Le titre d’Orascom Telecom Holding (OTH) a été suspendu, lundi 26 avril, à la cotation à la Bourse du Caire. Le groupe de télécommunications a indiqué qu’il publiera une information « cruciale » mardi. Selon des traders cités par des agences de presse, cette publication pourrait concerner les négociations en cours avec le groupe sud-africain MTN. Pour sa part, MTN a dit être en négociations sur un accord potentiel, sans évoquer le nom de son partenaire.

Selon les agences d’information financière et le Financial Times, MTN, plus grand opérateur africain de téléphonie mobile, serait sur le point de racheter plusieurs filiales d'Orascom Telecom Holding (OTH), dont l'algérienne Djezzy. Quatre pays du groupe Orascom Telecom seraient concernés par ce rapprochement : l’Egypte, l’Algérie, la Tunisie et le Zimbabwe. Le groupe sud-africain serait actuellement à la recherche de 5 milliards de dollars auprès des banques. La totalité de la somme nécessaire à l’opération avoisinerait 10 milliards de dollars, selon la même source.
Selon nos informations, des équipes de MTN ont séjourné il y a quelques jours en Algérie et en Tunisie pour réaliser des audits de Djezzy et Tunisiana, les deux filiales d’OTH. En fin de semaine dernière, le gouvernement algérien n’avait toujours pas été officiellement informé d’une probable transaction qui impliquerait Djezzy. Récemment, le ministère des Finances, réagissant à des rumeurs sur une éventuelle vente de Djezzy, avait indiqué que toute opération devait au préalable avoir le feu du gouvernement algérien.
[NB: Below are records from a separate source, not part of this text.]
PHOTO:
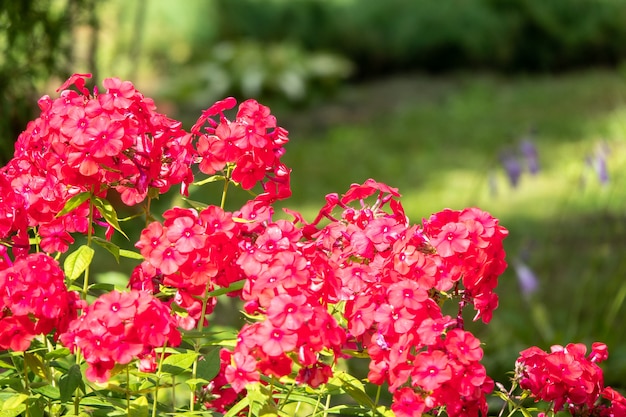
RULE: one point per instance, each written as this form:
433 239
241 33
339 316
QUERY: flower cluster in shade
34 300
363 280
115 140
120 327
570 379
360 279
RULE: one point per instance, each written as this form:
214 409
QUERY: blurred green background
437 98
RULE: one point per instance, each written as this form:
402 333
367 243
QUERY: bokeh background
514 106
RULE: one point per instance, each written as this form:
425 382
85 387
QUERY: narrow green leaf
69 382
355 389
13 413
235 409
131 254
102 286
77 262
194 382
212 178
36 365
74 202
196 204
108 212
48 391
209 365
14 401
111 247
138 407
235 286
179 362
61 352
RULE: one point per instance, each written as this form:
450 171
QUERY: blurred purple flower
529 151
526 277
512 167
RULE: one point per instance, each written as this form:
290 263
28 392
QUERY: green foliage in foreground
439 140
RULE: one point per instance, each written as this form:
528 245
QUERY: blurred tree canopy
398 35
36 44
248 47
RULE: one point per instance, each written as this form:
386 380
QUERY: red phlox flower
289 312
185 231
432 369
368 188
277 366
463 346
407 403
55 236
33 292
118 328
314 375
248 171
452 239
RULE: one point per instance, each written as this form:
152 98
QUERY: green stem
158 378
194 373
378 395
327 405
127 389
225 189
89 235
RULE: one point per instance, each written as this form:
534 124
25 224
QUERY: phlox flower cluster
34 301
249 147
191 252
120 327
360 279
570 379
370 281
95 142
88 142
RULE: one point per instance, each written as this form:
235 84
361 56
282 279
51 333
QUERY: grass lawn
439 140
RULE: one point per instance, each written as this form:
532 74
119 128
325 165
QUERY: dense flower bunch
389 277
250 146
34 301
120 327
359 280
190 252
570 380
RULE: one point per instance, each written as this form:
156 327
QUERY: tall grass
439 141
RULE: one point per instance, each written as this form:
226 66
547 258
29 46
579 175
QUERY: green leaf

«Je pense que c’est une erreur de ne pas informer le gouvernement algérien. Mais la démarche des deux opérateurs est compréhensible. Ils ne peuvent pas aller informer le gouvernement algérien sur un accord qui n’a pas encore été conclu. Surtout que dans le cas de l’opération actuelle, ce n’est pas Djezzy qui va changer de mains, explique notre source. C’est une opération entre OTH et MTN. Djezzy restera toujours une filiale d’OTH même si l’actionnaire de ce dernier change », explique notre source. « Dans ce cas, le gouvernement algérien peut difficilement faire valoir son droit de préemption, valable seulement dans le cas d’une opération sur la seule entité Djezzy », ajoute-t-elle.

Alger pourrait en revanche bloquer politiquement la transaction. Il dispose de plusieurs moyens de pression. Exemple : la licence Djezzy expire en 2016 et le gouvernement peut poser des conditions à son renouvellement. « Mais la manœuvre est risquée. Le gouvernement algérien est signature d’accords internationaux garantissant les investissements étrangers», ajoute notre source.

Il y a aussi le facteur politique qui va peser lourd dans le dossier. Contrairement à l’Egypte, l’Afrique du Sud entretient de bonnes relations avec l’Algérie. Ce pays est un allié précieux sur le dossier du Sahara occidental, stratégique pour la diplomatie algérienne. Les Sud-africains sont également bien placés pour accompagner l’Algérie dans le déploiement de son nucléaire civil, un projet stratégique pour le pays.